History of acute respiratory distress syndrome: from Laennec to COVID-19 pandemic

Authors

  • Clément Brault 1. Keenan Research Centre for Biomedical Science, Li Ka Shing Knowledge Institute, 209 Victoria St, Toronto, ON, Canada. 2. Interdepartmental Division of Critical Care, St Michael’s Hospital, 36 Queen St E, Toronto, ON M5B 1W8, Canada. 3. Médecine Intensive Réanimation, CHU Amiens-Picardie, 1 rue du Professeur Christian Cabrol, 80000, Amiens, France. https://orcid.org/0000-0001-6210-2270
  • Laurent Brochard 1. Keenan Research Centre for Biomedical Science, Li Ka Shing Knowledge Institute, 209 Victoria St, Toronto, ON, Canada. 2. Interdepartmental Division of Critical Care, St Michael’s Hospital, 36 Queen St E, Toronto, ON M5B 1W8, Canada.

DOI:

https://doi.org/10.37051/mir-00162

Keywords:

Acute respiratory distress syndrome, History, Mechanical Ventilation, Ventilator-induced lung injury

Abstract

In 1967, Ashbaugh et al. reported a series of 12 patients having respiratory failure caused by various trigger but sharing similar features such as refractory hypoxemia to oxygen therapy, low respiratory system compliance and bilateral pulmonary infiltrates on chest radiography.

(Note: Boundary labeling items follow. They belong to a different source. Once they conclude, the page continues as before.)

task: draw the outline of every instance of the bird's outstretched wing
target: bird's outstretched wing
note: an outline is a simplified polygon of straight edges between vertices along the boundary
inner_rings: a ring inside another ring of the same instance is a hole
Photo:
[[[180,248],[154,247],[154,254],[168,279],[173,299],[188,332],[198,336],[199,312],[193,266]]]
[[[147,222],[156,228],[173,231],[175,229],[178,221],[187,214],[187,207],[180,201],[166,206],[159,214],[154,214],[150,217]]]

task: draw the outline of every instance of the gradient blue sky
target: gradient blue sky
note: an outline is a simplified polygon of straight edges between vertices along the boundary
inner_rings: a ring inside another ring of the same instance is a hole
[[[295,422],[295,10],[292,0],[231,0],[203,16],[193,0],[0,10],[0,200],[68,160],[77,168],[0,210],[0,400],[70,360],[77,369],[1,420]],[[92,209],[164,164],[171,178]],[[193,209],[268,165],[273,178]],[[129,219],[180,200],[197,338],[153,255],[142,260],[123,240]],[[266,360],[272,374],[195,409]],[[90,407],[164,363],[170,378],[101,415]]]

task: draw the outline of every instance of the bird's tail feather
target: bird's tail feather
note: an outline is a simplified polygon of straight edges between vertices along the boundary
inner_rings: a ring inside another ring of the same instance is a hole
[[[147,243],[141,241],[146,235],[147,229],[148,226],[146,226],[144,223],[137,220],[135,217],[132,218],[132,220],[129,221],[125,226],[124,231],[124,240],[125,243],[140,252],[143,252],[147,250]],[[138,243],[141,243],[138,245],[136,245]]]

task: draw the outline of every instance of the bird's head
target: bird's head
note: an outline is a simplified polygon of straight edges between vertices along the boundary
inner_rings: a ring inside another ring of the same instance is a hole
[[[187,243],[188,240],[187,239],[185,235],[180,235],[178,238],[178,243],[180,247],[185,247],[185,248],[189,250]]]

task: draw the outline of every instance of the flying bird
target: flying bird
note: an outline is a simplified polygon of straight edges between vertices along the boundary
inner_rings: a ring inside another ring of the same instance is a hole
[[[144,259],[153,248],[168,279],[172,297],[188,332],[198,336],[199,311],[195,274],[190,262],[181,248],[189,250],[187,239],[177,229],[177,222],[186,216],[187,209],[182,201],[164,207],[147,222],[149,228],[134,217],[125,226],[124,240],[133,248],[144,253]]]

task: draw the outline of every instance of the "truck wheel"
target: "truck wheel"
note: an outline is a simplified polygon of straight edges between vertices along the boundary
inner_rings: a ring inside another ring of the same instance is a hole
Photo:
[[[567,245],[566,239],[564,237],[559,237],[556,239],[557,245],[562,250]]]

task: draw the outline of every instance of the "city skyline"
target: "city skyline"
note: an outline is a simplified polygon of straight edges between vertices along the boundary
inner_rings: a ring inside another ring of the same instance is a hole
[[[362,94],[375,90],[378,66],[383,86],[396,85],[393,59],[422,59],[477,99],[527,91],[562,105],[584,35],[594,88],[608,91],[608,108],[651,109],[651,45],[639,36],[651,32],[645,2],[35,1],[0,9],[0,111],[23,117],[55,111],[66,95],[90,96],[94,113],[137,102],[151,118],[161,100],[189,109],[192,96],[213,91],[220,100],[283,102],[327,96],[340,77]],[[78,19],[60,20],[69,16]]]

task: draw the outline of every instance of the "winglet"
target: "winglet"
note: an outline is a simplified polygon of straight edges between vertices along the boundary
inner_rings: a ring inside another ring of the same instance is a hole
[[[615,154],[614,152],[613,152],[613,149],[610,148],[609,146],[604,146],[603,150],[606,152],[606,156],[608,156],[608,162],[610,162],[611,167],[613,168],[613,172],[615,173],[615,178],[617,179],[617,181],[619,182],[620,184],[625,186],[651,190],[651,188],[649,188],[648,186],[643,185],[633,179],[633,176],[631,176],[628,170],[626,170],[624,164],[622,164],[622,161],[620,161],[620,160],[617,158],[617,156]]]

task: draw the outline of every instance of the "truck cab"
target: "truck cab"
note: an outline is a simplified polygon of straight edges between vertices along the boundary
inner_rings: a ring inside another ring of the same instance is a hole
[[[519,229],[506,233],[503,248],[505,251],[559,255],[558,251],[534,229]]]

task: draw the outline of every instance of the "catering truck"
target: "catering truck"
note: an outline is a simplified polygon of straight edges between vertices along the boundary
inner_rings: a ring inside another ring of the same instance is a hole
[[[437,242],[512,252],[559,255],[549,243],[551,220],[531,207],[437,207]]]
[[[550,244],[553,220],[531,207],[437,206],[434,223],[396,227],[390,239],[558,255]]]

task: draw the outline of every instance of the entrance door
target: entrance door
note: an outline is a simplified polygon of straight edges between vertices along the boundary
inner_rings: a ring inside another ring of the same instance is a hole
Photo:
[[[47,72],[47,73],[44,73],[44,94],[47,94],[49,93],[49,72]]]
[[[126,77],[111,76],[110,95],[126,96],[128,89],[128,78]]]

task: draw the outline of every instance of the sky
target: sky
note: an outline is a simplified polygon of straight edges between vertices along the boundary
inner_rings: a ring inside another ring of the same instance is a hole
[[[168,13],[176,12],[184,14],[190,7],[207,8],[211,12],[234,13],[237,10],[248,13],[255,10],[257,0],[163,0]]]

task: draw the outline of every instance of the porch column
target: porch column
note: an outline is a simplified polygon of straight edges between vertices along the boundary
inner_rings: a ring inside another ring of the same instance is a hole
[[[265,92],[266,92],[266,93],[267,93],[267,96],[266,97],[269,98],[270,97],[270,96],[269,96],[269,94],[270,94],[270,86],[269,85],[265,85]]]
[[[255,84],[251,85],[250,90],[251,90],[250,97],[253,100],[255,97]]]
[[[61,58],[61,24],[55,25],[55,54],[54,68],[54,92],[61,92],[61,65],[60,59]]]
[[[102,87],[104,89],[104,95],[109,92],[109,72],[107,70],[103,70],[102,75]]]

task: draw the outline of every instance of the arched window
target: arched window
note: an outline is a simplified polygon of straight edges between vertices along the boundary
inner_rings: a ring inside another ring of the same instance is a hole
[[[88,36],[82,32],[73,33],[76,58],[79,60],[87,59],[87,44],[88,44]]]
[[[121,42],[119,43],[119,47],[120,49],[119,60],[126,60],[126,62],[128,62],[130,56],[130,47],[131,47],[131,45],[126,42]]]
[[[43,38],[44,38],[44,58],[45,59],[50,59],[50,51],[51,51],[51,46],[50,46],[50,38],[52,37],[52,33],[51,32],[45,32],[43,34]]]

The authors demonstrated the beneficial effects of high positive end-expiratory pressure in improving oxygenation. This syndrome was first named "adult respiratory distress syndrome", and later renamed "acute respiratory distress syndrome" (ARDS) to be also applied to children. Since its first description, significant progress has been made regarding the diagnosis and the management of this syndrome. In this review, we present in a chronological order the major steps that resulted to the “discovery” of ARDS. We also describe several related concepts including the “baby lung”, ventilator induced lung injury, or lung protective ventilation. Finally, we review major randomized controlled trials of treatments for ARDS.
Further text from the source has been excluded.